A YouTube creator gained nearly 3 million subscribers from short videos as the platform looks to compete with TikTok

  • YouTube is slowly rolling out a TikTok-like feature for short vertical videos: Shorts.
  • Jake Fellman has gained nearly 3 million YouTube subscribers from posting short videos.
  • But short YouTube videos have been hard to make money from because of limited ad revenue opportunities. 
  • Visit the Business section of Insider for more stories.

Short videos have made Jake Fellman a YouTube star.

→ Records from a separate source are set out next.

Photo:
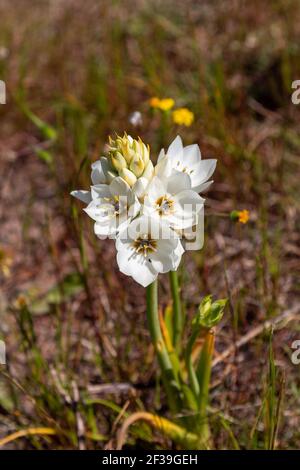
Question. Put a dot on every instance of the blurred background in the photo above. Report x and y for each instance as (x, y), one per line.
(78, 353)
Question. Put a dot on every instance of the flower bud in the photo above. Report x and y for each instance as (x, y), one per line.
(118, 161)
(128, 176)
(137, 166)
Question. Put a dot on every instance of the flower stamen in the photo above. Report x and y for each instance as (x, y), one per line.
(164, 205)
(145, 245)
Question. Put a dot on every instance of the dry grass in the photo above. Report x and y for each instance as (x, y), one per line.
(69, 319)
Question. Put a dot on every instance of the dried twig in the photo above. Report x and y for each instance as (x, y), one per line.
(112, 388)
(283, 318)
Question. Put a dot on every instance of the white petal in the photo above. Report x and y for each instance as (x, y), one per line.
(156, 189)
(202, 187)
(104, 228)
(140, 186)
(194, 236)
(161, 155)
(84, 196)
(136, 266)
(100, 190)
(187, 205)
(163, 167)
(178, 181)
(119, 187)
(163, 259)
(191, 154)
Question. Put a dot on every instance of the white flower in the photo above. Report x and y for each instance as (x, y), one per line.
(186, 160)
(172, 201)
(192, 238)
(147, 247)
(112, 206)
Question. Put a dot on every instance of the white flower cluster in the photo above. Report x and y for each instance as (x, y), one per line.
(153, 213)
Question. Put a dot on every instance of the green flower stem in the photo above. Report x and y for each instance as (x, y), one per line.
(169, 378)
(203, 373)
(177, 310)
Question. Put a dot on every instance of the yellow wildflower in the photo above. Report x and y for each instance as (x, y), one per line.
(243, 216)
(183, 117)
(154, 102)
(164, 105)
(5, 263)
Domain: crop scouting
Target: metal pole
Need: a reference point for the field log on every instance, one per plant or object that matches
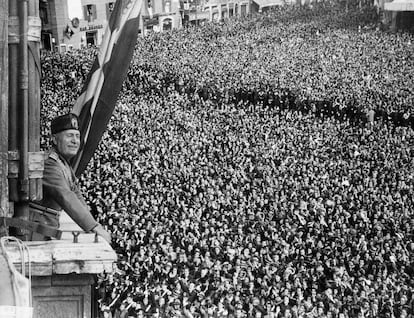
(35, 184)
(4, 117)
(13, 38)
(22, 206)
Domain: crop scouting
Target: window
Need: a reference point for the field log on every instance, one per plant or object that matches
(43, 13)
(109, 9)
(167, 6)
(90, 12)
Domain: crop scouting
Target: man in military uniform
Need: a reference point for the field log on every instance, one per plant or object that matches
(60, 187)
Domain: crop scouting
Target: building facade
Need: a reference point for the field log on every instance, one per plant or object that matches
(62, 34)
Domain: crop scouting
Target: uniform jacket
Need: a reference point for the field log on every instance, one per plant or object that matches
(61, 191)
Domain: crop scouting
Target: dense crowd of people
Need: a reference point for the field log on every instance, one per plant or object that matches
(258, 167)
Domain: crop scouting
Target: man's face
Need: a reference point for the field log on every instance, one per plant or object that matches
(67, 142)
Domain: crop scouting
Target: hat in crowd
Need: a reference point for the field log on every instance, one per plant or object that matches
(64, 122)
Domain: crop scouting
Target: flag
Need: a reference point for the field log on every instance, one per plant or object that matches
(97, 101)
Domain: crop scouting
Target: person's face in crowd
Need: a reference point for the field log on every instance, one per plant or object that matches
(67, 143)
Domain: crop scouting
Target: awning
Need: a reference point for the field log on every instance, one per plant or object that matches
(399, 5)
(268, 3)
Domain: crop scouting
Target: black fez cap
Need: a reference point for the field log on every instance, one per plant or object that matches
(64, 122)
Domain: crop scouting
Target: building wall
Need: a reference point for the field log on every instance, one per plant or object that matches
(222, 9)
(64, 34)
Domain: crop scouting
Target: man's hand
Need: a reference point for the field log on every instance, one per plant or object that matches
(102, 232)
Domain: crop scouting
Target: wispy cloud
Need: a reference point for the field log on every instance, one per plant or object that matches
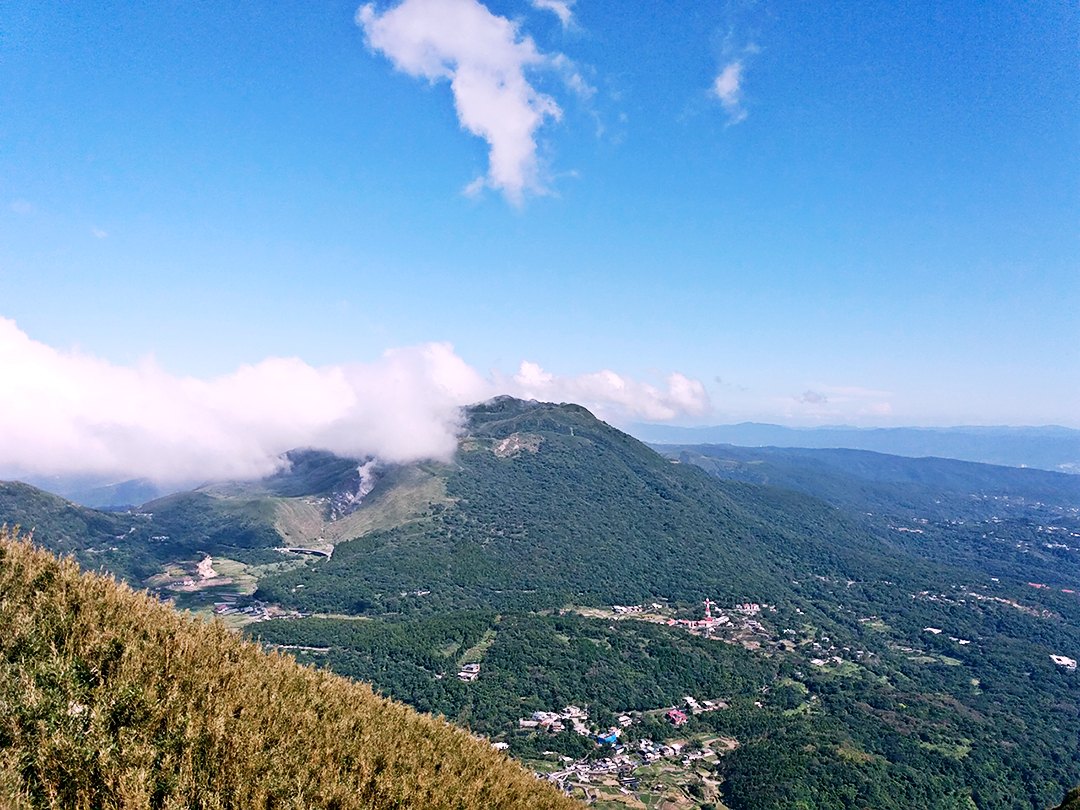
(611, 395)
(485, 58)
(728, 89)
(75, 414)
(558, 8)
(812, 397)
(842, 402)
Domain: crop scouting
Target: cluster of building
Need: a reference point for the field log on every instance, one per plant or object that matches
(1066, 663)
(256, 611)
(553, 721)
(469, 672)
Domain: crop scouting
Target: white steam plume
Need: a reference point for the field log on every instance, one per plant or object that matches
(66, 413)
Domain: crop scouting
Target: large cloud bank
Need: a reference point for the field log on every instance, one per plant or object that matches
(485, 61)
(66, 413)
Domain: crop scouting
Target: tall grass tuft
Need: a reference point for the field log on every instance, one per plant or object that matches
(109, 699)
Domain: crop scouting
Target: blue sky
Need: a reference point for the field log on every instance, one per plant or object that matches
(839, 213)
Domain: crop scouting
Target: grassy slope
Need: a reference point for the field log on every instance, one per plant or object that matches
(110, 699)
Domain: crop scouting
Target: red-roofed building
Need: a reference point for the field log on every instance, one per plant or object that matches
(676, 717)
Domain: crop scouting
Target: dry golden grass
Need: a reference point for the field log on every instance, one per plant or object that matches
(109, 699)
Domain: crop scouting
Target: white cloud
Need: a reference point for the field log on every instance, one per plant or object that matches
(558, 8)
(728, 89)
(485, 61)
(842, 403)
(611, 395)
(67, 413)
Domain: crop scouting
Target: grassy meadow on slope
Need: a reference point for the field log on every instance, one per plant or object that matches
(110, 699)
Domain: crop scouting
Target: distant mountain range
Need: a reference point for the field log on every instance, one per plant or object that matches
(896, 632)
(1044, 448)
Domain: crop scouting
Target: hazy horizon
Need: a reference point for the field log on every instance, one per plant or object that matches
(229, 230)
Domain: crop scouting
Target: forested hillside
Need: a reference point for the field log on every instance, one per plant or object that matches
(882, 632)
(110, 699)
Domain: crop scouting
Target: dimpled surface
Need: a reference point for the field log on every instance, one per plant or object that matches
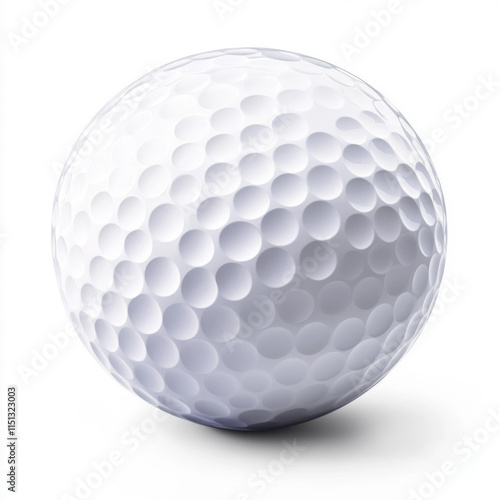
(249, 238)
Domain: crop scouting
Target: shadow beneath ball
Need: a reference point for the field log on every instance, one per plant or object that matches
(394, 429)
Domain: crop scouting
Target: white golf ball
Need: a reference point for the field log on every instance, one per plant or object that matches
(249, 238)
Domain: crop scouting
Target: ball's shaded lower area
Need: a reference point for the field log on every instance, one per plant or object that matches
(249, 238)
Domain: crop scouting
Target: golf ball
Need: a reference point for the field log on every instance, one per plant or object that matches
(249, 238)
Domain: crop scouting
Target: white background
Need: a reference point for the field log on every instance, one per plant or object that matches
(429, 57)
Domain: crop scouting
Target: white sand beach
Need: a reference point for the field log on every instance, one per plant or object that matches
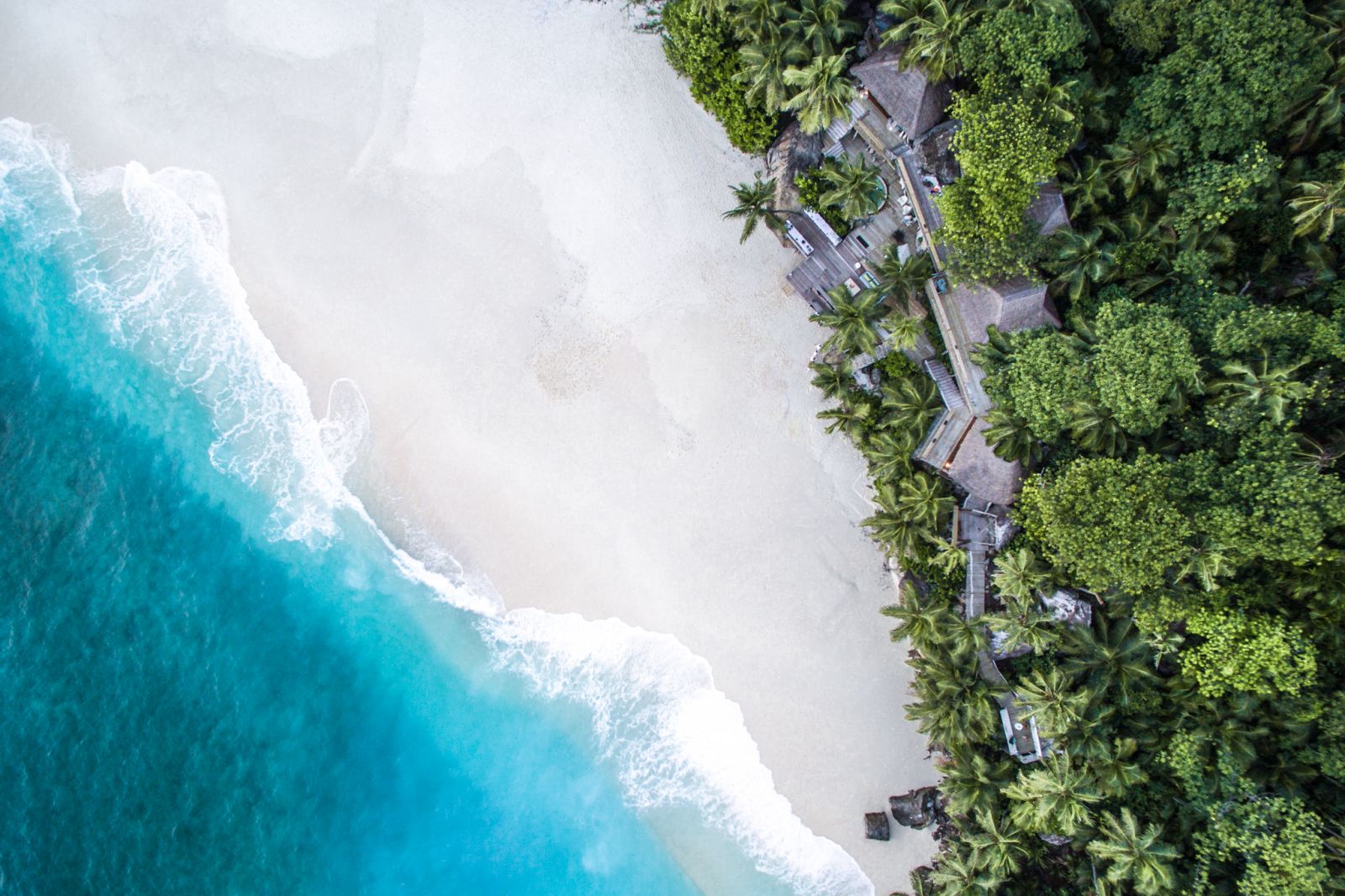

Fellman, who also has a substantial following on TikTok, has gained nearly 3 million subscribers on YouTube since he began posting short vertical videos to the platform in September. He makes 3D modeling and animation videos, most of them about the popular online game Among Us.

Fellman told Insider that his videos gained popularity suddenly, as YouTube began quietly boosting short-form videos in late 2020 as a way to promote a new feature called “Shorts,” a TikTok rival the platform is slowly rolling out.

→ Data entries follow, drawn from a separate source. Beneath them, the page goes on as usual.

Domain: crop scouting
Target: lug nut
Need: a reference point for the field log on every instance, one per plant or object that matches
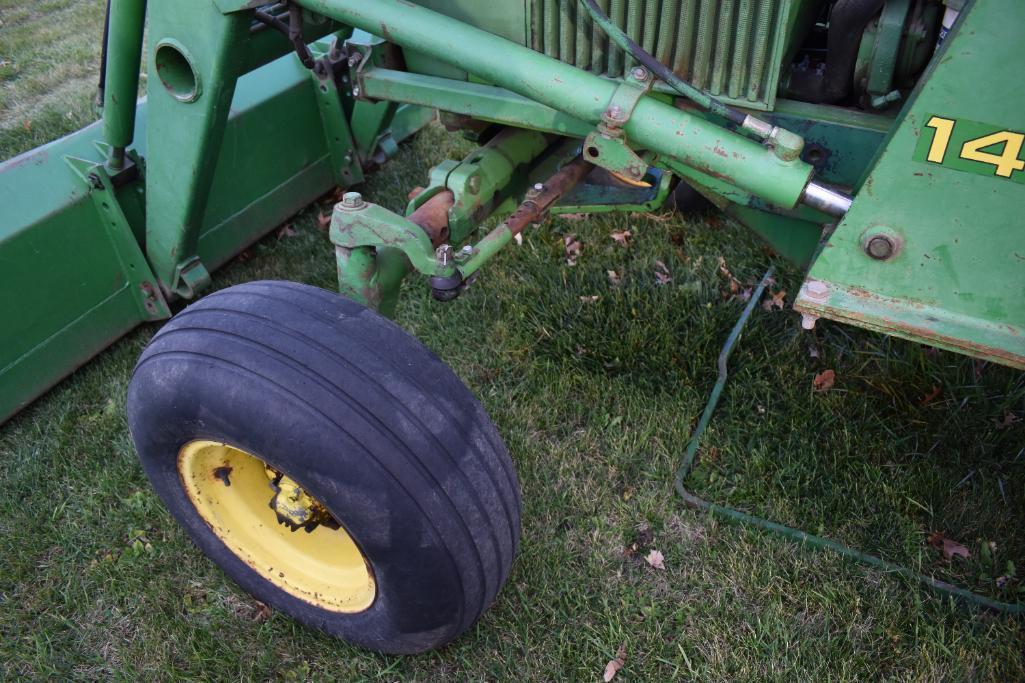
(880, 247)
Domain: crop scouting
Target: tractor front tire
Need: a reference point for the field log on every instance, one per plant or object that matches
(328, 463)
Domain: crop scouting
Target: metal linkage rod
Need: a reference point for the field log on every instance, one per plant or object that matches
(653, 125)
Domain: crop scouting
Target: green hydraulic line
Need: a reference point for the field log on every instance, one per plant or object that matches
(124, 51)
(653, 124)
(786, 144)
(812, 540)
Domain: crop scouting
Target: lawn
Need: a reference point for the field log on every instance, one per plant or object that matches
(596, 399)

“I uploaded all of my most popular TikTok videos to YouTube and if you look at the analytics for my first YouTube Shorts, there’s a solid month before they even had any viewership at all,” Fellman said. “But then, one day, something in the YouTube algorithm kicked in and then the videos went from zero to a couple million views.” 

His channel saw a huge spike in viewership after the vertical videos he posted with “#Shorts” in the title were picked up by the algorithm.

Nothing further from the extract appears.